Ayat Imamat 7:28 membuka pintu pemahaman kita mengenai seluk-beluk ibadah dan persembahan dalam tradisi Israel kuno. Ayat ini, yang merupakan bagian dari instruksi yang lebih luas tentang hukum kurban, secara spesifik menyoroti bagaimana bagian dari korban keselamatan (korban damai sejahtera) seharusnya ditangani. Penting untuk diingat bahwa persembahan kurban bukan sekadar ritual kosong, melainkan sebuah tindakan ketaatan, pengakuan dosa, rasa syukur, dan pemeliharaan hubungan dengan Tuhan.
Dalam konteks Imamat 7:28, fokusnya adalah pada "korban keselamatan" atau "korban damai sejahtera". Ini adalah jenis kurban yang dipersembahkan bukan karena dosa yang perlu ditebus, melainkan sebagai ungkapan syukur, untuk mengikrarkan nazar, atau sekadar untuk menikmati persekutuan dengan Tuhan dan sesama. Kurban ini memiliki ciri khas karena sebagian besar dagingnya dapat dimakan oleh orang yang mempersembahkannya, keluarganya, dan para imam.
Ayat ini menyebutkan beberapa jenis persembahan yang dipersembahkan kepada Tuhan, yang sebagian besar menjadi bagian para imam. Ini termasuk daging kurban itu sendiri, serta berbagai macam roti dan kue: roti yang tidak beragi, kue dari tepung campur minyak, dan kue yang tipis serta beragi. Keberagaman ini menunjukkan bahwa persembahan itu bersifat komprehensif, mencakup aspek nutrisi dan perayaan. Para imam, yang melayani di hadapan Tuhan, menerima bagian ini sebagai bentuk pemeliharaan mereka dan sebagai penghargaan atas pelayanan mereka dalam memfasilitasi ibadah umat.

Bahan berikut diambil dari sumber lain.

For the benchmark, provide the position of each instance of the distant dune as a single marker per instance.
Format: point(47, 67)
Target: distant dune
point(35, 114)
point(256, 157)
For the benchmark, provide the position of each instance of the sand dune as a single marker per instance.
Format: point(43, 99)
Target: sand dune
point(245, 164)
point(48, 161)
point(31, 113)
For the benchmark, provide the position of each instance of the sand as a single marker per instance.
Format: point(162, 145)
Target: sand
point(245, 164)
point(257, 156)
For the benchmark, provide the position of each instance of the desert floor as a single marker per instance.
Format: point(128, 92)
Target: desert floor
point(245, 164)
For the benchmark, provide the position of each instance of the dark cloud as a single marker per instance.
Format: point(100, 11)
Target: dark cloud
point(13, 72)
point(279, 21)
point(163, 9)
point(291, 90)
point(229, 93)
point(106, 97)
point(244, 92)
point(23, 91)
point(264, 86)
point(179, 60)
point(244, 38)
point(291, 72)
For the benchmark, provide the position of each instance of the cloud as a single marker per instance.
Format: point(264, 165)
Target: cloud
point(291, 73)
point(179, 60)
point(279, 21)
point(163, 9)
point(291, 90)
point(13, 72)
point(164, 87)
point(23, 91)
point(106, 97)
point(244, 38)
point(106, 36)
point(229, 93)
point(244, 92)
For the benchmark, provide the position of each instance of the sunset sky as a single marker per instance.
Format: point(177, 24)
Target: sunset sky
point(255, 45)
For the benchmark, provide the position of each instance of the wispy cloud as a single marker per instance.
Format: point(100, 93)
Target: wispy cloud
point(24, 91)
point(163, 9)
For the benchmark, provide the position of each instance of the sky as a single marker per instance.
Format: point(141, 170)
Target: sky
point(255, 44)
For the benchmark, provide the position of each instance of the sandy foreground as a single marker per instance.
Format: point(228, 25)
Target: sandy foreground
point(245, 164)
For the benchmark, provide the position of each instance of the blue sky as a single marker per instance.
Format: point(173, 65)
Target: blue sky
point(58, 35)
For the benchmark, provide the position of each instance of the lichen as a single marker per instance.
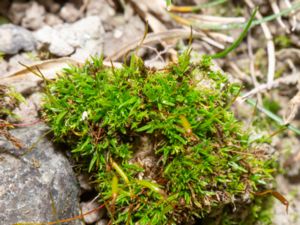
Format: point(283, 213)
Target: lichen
point(162, 146)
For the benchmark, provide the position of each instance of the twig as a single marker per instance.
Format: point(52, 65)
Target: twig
point(294, 19)
point(270, 47)
point(272, 116)
point(276, 9)
point(293, 78)
point(187, 9)
point(252, 67)
point(154, 38)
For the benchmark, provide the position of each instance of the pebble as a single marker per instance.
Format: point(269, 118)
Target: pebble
point(3, 67)
point(56, 45)
point(94, 216)
point(14, 39)
point(102, 222)
point(17, 11)
point(69, 13)
point(101, 9)
point(52, 19)
point(84, 182)
point(34, 16)
point(29, 181)
point(63, 39)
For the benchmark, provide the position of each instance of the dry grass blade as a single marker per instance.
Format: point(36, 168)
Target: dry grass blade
point(292, 109)
point(291, 79)
point(270, 46)
point(153, 38)
point(276, 10)
point(27, 77)
point(294, 19)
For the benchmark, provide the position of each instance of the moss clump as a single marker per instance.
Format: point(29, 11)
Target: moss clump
point(161, 145)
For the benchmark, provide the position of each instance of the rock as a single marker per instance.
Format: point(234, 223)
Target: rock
point(14, 39)
point(52, 19)
point(86, 33)
point(69, 13)
point(84, 182)
point(63, 39)
point(3, 67)
point(56, 44)
point(27, 112)
point(100, 8)
point(17, 11)
point(131, 30)
point(102, 222)
point(35, 178)
point(4, 6)
point(34, 16)
point(95, 215)
point(51, 5)
point(14, 61)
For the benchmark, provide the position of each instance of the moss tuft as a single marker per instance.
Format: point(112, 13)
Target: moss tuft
point(162, 145)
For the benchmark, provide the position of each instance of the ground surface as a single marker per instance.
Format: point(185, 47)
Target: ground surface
point(266, 63)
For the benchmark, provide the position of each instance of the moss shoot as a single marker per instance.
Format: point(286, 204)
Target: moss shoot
point(162, 146)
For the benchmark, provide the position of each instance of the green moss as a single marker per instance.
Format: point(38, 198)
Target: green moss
point(282, 41)
point(168, 136)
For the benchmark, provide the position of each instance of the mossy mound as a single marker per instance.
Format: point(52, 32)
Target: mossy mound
point(162, 145)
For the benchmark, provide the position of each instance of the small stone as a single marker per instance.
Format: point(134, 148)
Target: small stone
point(14, 61)
point(4, 5)
point(34, 16)
point(3, 67)
point(14, 39)
point(93, 216)
point(70, 13)
point(31, 183)
point(52, 19)
point(56, 45)
point(17, 11)
point(102, 222)
point(51, 5)
point(27, 112)
point(84, 183)
point(100, 8)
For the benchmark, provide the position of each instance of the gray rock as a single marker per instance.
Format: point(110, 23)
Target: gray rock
point(14, 39)
point(56, 44)
point(131, 30)
point(63, 39)
point(52, 19)
point(34, 16)
point(70, 13)
point(102, 222)
point(3, 67)
point(93, 216)
point(35, 178)
point(100, 8)
point(17, 11)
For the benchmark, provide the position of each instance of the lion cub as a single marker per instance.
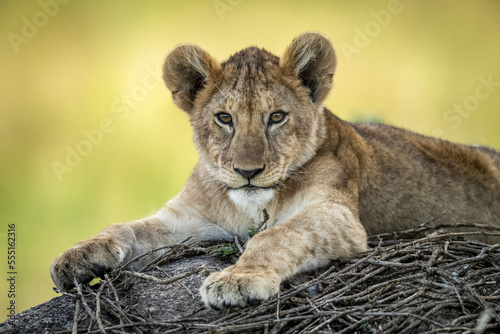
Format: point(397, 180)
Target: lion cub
point(266, 141)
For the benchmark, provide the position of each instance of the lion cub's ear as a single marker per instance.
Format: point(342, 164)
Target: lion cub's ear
point(311, 58)
point(185, 72)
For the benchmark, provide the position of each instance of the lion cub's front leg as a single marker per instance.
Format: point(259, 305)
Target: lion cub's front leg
point(107, 250)
point(307, 240)
point(118, 244)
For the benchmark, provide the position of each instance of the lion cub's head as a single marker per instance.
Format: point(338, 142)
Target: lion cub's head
point(256, 117)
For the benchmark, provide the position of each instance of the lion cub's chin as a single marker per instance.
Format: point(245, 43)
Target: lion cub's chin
point(251, 197)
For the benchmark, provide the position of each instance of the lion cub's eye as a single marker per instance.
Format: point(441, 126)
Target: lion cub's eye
point(277, 117)
point(224, 118)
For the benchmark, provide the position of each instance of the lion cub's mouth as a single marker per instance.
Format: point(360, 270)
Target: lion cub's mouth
point(251, 195)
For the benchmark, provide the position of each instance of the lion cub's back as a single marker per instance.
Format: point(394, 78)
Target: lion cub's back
point(416, 178)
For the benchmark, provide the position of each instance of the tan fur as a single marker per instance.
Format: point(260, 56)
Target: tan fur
point(323, 181)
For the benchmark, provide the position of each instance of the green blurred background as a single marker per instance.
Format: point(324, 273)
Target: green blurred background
point(83, 62)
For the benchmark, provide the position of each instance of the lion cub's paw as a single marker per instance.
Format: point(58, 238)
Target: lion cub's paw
point(85, 261)
point(231, 288)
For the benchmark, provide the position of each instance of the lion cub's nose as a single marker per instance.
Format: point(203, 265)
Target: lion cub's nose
point(248, 173)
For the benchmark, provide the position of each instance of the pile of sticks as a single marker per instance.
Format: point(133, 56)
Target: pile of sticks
point(441, 283)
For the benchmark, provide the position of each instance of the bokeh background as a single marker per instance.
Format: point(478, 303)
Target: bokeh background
point(69, 68)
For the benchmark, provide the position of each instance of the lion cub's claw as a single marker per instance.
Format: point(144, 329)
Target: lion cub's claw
point(231, 288)
point(84, 262)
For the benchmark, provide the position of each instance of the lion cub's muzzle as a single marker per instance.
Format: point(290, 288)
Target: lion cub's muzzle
point(249, 173)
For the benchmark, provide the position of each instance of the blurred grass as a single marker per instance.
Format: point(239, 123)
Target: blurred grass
point(66, 78)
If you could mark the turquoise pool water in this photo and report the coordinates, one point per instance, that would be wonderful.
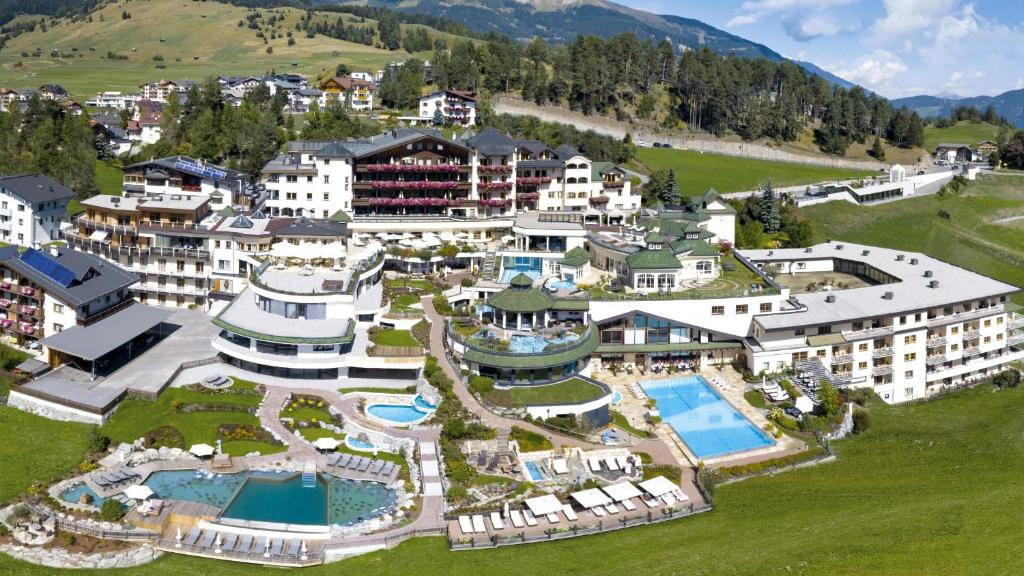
(75, 492)
(278, 497)
(706, 421)
(398, 413)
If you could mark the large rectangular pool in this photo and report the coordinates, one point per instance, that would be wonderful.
(706, 421)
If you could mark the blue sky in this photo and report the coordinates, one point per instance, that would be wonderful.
(895, 47)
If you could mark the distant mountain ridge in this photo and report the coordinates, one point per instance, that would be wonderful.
(559, 21)
(1009, 105)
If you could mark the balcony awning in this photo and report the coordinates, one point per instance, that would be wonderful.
(97, 339)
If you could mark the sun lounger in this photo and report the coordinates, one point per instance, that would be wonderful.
(528, 517)
(478, 525)
(569, 515)
(208, 537)
(496, 521)
(516, 518)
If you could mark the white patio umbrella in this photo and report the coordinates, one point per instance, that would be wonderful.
(326, 443)
(202, 450)
(138, 492)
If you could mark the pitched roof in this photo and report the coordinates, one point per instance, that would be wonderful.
(35, 188)
(652, 259)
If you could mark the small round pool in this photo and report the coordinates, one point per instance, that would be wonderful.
(401, 414)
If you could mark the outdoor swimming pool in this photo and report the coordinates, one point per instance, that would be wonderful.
(278, 497)
(74, 494)
(527, 343)
(706, 421)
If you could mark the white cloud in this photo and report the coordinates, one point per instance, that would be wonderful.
(876, 71)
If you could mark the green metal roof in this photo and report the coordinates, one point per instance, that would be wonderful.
(668, 346)
(521, 297)
(652, 259)
(576, 257)
(537, 360)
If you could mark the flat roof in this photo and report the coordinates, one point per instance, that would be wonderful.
(911, 292)
(100, 338)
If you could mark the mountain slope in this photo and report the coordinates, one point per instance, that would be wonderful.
(560, 21)
(1009, 105)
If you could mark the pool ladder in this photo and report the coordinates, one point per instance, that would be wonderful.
(309, 475)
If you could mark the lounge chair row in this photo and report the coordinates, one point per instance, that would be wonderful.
(382, 468)
(114, 478)
(207, 540)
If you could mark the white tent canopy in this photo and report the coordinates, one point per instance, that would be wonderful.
(622, 491)
(591, 498)
(326, 443)
(202, 450)
(138, 492)
(658, 486)
(543, 505)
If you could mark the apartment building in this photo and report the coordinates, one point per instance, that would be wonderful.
(33, 207)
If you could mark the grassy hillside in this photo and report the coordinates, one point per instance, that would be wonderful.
(195, 40)
(696, 172)
(969, 237)
(962, 132)
(929, 489)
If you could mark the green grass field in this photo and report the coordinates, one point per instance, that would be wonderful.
(196, 40)
(929, 489)
(963, 132)
(696, 172)
(968, 238)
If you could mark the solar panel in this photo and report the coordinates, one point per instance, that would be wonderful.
(48, 266)
(200, 170)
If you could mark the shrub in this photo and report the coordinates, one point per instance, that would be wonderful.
(112, 510)
(861, 421)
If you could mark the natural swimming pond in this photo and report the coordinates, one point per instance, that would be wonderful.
(275, 497)
(706, 421)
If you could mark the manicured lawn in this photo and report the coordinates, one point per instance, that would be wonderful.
(394, 338)
(35, 449)
(696, 172)
(571, 391)
(929, 489)
(962, 132)
(136, 417)
(968, 238)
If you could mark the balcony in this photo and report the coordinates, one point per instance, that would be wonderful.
(882, 370)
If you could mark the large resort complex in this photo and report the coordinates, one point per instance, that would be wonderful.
(595, 353)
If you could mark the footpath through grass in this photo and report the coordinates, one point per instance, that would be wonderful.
(960, 230)
(696, 172)
(930, 489)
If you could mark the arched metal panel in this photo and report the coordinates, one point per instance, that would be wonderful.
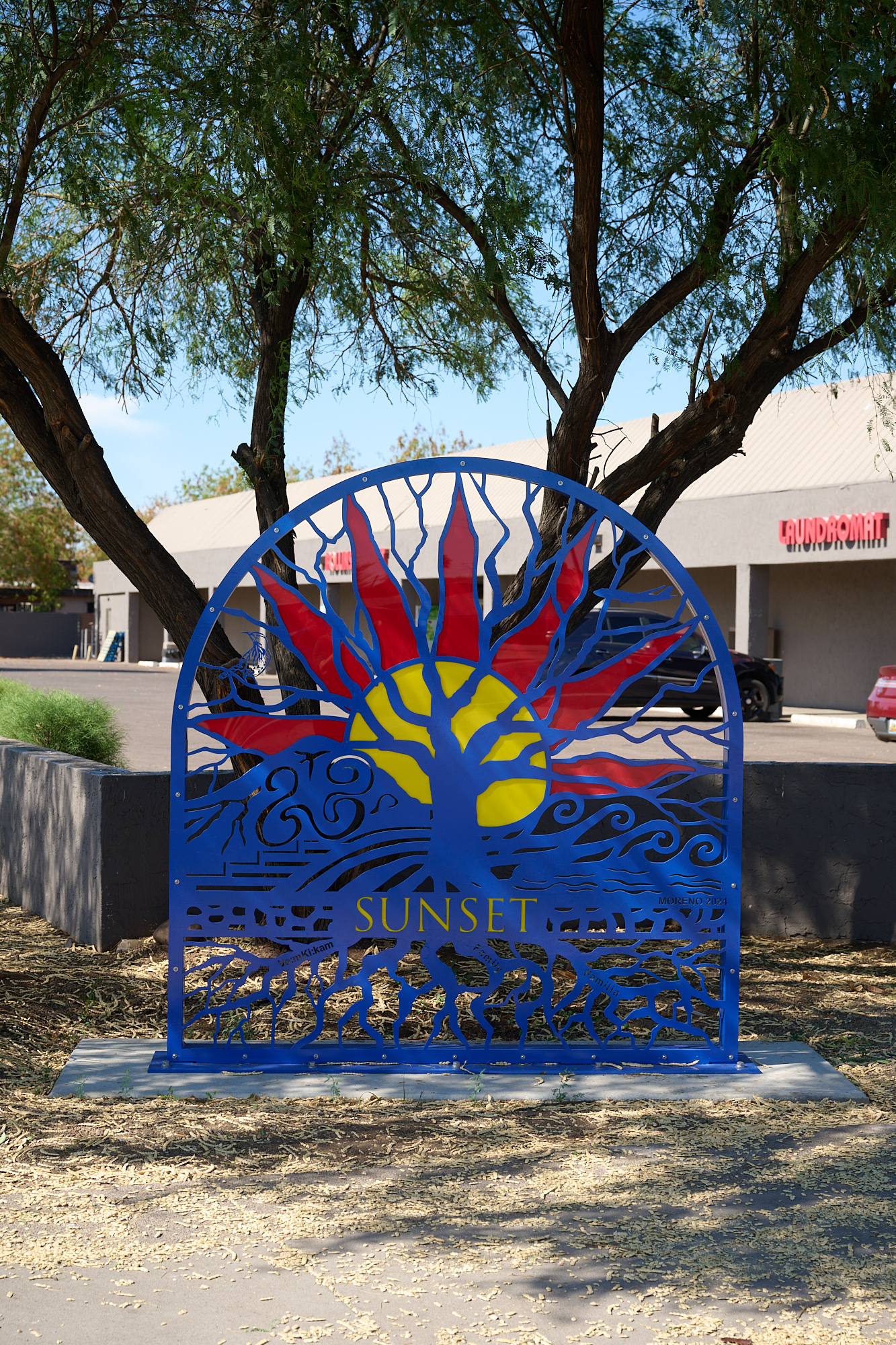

Penekanan pada frasa "yang pertama adalah yang terbaik, dan yang kedua adalah yang terbaik juga" adalah krusial. Ini menggarisbawahi prinsip pengorbanan yang tulus dan tanpa cacat. Tuhan layak menerima yang terbaik dari umat-Nya. Baik persembahan utama yang dipersembahkan kepada Tuhan di mezbah, maupun bagian yang diperuntukkan bagi para imam, semuanya harus dipilih dengan cermat dan dipersembahkan dengan hati yang penuh sukacita dan hormat. Ini mengajarkan kita bahwa dalam segala sesuatu yang kita berikan kepada Tuhan, entah itu waktu, talenta, materi, atau ucapan syukur, kualitas dan ketulusan niat adalah yang terpenting.
Memahami Imamat 7:28 juga membantu kita melihat bagaimana ibadah dalam Perjanjian Lama dirancang untuk menjadi pengalaman komunal. Korban keselamatan, khususnya, memungkinkan orang untuk berkumpul dan merayakan kebaikan Tuhan bersama. Ini bukan hanya tentang satu individu yang datang kepada Tuhan, tetapi sebuah keluarga atau komunitas yang bersukacita dalam hadirat-Nya. Para imam memainkan peran penting dalam proses ini, bertindak sebagai perantara dan pelayan.
Meskipun konteks hukum dan persembahan kurban dalam Perjanjian Lama bersifat spesifik untuk Israel kuno, prinsip-prinsip di baliknya tetap relevan. Imamat 7:28 mengingatkan kita akan pentingnya kesungguhan, ketulusan, dan pemberian yang terbaik dalam hubungan kita dengan Tuhan. Ia mengajarkan bahwa ibadah kita seharusnya bukan sekadar rutinitas, tetapi sebuah ekspresi hati yang penuh syukur dan hormat kepada Sang Pencipta.